Created attachment 724 [details] Threaded malloc test with MMAP_THRESHOLD options To build use: gcc -g -O2 malloc-test.c -lpthread -o malloc-test or gcc -g -O2 -DMAP_THRESHOLD=16777216 malloc-test.c -lpthread -o malloc-test_16M
To run the testcase single threaded ./malloc_test 128000 10000 ... Average : 0.718383 seconds for 10000 requests of 128000 bytes, 491MB concurrent. To run with 16 threads ./malloc_test 128000 10000 16 ... Average : 1.280583 seconds for 10000 requests of 128000 bytes, 490MB concurrent. These run quickly because 128000 is less than the cash threshold.

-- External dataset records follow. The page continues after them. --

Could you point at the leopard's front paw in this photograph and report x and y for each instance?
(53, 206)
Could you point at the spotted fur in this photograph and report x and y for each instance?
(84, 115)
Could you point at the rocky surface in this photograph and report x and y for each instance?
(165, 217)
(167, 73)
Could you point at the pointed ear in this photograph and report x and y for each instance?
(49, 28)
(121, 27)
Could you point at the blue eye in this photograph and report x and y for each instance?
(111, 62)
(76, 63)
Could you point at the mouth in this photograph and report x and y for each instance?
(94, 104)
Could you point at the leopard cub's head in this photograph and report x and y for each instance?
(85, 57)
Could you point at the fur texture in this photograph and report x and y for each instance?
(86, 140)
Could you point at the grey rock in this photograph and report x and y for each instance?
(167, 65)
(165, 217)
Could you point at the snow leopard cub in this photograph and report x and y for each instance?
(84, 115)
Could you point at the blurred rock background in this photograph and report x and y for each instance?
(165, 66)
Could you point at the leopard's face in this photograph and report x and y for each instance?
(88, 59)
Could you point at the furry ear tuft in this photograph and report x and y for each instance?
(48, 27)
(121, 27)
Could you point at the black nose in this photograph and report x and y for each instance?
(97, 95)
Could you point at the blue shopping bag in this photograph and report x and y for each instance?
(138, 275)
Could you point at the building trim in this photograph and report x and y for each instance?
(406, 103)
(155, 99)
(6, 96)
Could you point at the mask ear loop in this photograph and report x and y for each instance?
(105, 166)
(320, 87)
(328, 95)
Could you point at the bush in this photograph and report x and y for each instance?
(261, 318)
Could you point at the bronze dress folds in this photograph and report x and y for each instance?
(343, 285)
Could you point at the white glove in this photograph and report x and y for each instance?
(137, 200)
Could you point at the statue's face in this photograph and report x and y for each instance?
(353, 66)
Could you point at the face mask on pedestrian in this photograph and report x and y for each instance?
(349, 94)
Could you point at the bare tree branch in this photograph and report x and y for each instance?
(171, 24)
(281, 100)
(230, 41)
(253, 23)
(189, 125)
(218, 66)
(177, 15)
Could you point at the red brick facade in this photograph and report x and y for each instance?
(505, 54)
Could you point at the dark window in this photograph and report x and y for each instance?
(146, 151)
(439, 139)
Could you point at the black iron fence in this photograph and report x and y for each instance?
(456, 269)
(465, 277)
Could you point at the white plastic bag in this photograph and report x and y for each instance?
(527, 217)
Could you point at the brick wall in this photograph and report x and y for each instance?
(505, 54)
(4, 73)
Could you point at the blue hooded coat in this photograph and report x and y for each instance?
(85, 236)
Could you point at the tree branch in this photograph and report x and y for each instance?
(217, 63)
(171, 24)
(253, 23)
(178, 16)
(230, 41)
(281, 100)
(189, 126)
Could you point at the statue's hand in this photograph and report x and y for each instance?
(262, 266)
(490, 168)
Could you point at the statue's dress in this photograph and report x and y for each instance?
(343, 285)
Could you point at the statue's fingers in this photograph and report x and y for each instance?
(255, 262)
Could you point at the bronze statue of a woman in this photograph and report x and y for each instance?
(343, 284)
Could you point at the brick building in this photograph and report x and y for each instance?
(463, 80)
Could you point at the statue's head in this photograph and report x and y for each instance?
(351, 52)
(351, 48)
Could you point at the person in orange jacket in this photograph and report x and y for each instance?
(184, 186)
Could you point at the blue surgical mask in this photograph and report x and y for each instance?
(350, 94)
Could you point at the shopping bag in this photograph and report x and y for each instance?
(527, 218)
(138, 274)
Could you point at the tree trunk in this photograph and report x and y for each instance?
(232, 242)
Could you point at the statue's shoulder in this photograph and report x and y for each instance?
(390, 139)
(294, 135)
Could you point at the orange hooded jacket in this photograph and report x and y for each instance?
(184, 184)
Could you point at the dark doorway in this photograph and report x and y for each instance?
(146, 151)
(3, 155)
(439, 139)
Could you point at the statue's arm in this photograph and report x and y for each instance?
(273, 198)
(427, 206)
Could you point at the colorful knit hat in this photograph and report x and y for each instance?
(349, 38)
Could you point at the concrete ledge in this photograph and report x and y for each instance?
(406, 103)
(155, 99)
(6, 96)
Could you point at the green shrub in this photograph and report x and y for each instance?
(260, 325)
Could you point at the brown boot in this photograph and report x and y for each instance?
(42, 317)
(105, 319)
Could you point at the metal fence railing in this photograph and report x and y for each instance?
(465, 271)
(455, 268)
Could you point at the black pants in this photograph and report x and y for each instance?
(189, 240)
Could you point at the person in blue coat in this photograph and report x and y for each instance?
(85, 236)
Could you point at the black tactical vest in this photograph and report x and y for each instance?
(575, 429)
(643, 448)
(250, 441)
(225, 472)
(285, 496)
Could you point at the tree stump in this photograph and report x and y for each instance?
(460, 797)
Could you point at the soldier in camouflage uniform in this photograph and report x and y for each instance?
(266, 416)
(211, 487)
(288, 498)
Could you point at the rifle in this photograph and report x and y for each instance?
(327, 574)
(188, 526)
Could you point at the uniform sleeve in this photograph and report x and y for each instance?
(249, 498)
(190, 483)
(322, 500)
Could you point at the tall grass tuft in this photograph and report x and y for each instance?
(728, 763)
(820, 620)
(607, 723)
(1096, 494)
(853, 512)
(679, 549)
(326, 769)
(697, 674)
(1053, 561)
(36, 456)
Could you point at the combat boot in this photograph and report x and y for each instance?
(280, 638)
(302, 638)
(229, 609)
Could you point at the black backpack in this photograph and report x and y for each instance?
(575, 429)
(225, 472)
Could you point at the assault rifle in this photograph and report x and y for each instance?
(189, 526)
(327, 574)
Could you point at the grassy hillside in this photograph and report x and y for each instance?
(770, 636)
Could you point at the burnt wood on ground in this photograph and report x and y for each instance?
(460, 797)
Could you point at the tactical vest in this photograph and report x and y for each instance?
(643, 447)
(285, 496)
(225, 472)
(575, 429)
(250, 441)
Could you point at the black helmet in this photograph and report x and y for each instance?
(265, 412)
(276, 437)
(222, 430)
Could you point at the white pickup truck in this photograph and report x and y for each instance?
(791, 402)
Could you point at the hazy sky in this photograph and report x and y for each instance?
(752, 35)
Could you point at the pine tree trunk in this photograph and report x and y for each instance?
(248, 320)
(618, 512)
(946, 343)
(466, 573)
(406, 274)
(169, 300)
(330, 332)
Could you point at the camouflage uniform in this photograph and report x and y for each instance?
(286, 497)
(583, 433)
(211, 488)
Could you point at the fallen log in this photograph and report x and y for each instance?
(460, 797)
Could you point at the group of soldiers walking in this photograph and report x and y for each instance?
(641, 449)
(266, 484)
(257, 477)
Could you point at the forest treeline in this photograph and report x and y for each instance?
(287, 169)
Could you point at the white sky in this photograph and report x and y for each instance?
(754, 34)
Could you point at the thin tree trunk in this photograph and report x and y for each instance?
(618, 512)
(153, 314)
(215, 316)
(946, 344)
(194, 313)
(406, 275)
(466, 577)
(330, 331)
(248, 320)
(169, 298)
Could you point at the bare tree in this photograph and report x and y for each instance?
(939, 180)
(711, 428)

Now try with a malloc size larger than the MMAP_THRESHOLD: ./malloc_test 1280000 10000 16 ... Average : 227.594933 seconds for 10000 requests of 421006 bytes, 488MB concurrent. Notice the huge jump from 1.28 to 227 seconds while to total concurrent storage remained constant around 490MB! Now try a version of malloc-test that changes the MMAP_THRESHOLD to 16M: ./malloc-test_16M 1280000 10000 16 ... Average : 7.473701 seconds for 10000 requests of 421006 bytes, 488MB concurrent. The time comes down to a more reasonable 7.47 seconds. Finally to verify that larger MMAP_THRESHOLD does not negatively impact smalled allocatoions try. ./malloc-test_16M 128000 10000 16 ... 1.066022 seconds for 10000 requests of 128000 bytes, 490MB concurrent. Which in this case is faster than with to smalled default MMAP_THRESHOLD. All runs on my dual 2GHz G5 (PPC64/970) system, but I see simular results on my dual Athelon system. So I suspect this a common problem across SMP platforms.
Have you done any profiling to substantiate your analysis of why it is slower? I see nothing in the kernel to suggest that brk preallocates zero-fill pages. Your test program preallocates them in its early iterations and then reuses those pages by freeing and allocating repeatedly, I would suspect. Profiling would show the time spent in mmap/munmap syscalls vs spent faulting in pages, for example.
Created attachment 733 [details] Oprofile of malloc-test 128000 1000 8 on Dual PPC64 G5 This profile show that when the MMAP_THRESHOLD is exceeded we see a big increase in kernel time. The kernel time is associate with the locking, schedualing, and page fault. I don't have access to a i386 SMP box with at the moment but I suspect the profile there will be similar.
Created attachment 734 [details] profile from similar run but with MMAP_THRESHOLD increased to 16M Increasing the MMAP_THRESHOLD improved performance so I had the increase the number of iterations to get the test to run long enoigh to profile. The profile show most of the time (92%) in the test application (run_test) and and a few percent in the malloc runtime. The first kernel contribution starts at 0.2% for schedule.
Yes arenas allocated in brk store page fault once but are effeciently reused. The problem with large allocations is that the storage allocated with mmap is unmapped with the free(). So each new allocation that exceeds the MMAP_THRESHOLD has to be faulted in. The mmap syscall does not do much work. Most of the effort of allocating the page and zeroing it out is defered until the page is actually touched the first time. This is reflected in the profiles attached above.
This should have been dealt with in a malloc patch which went in some time ago. Verify and close or elaborate.
The adaptive mmap threshold should have fixed this; no response, so it's probably safe to assume so.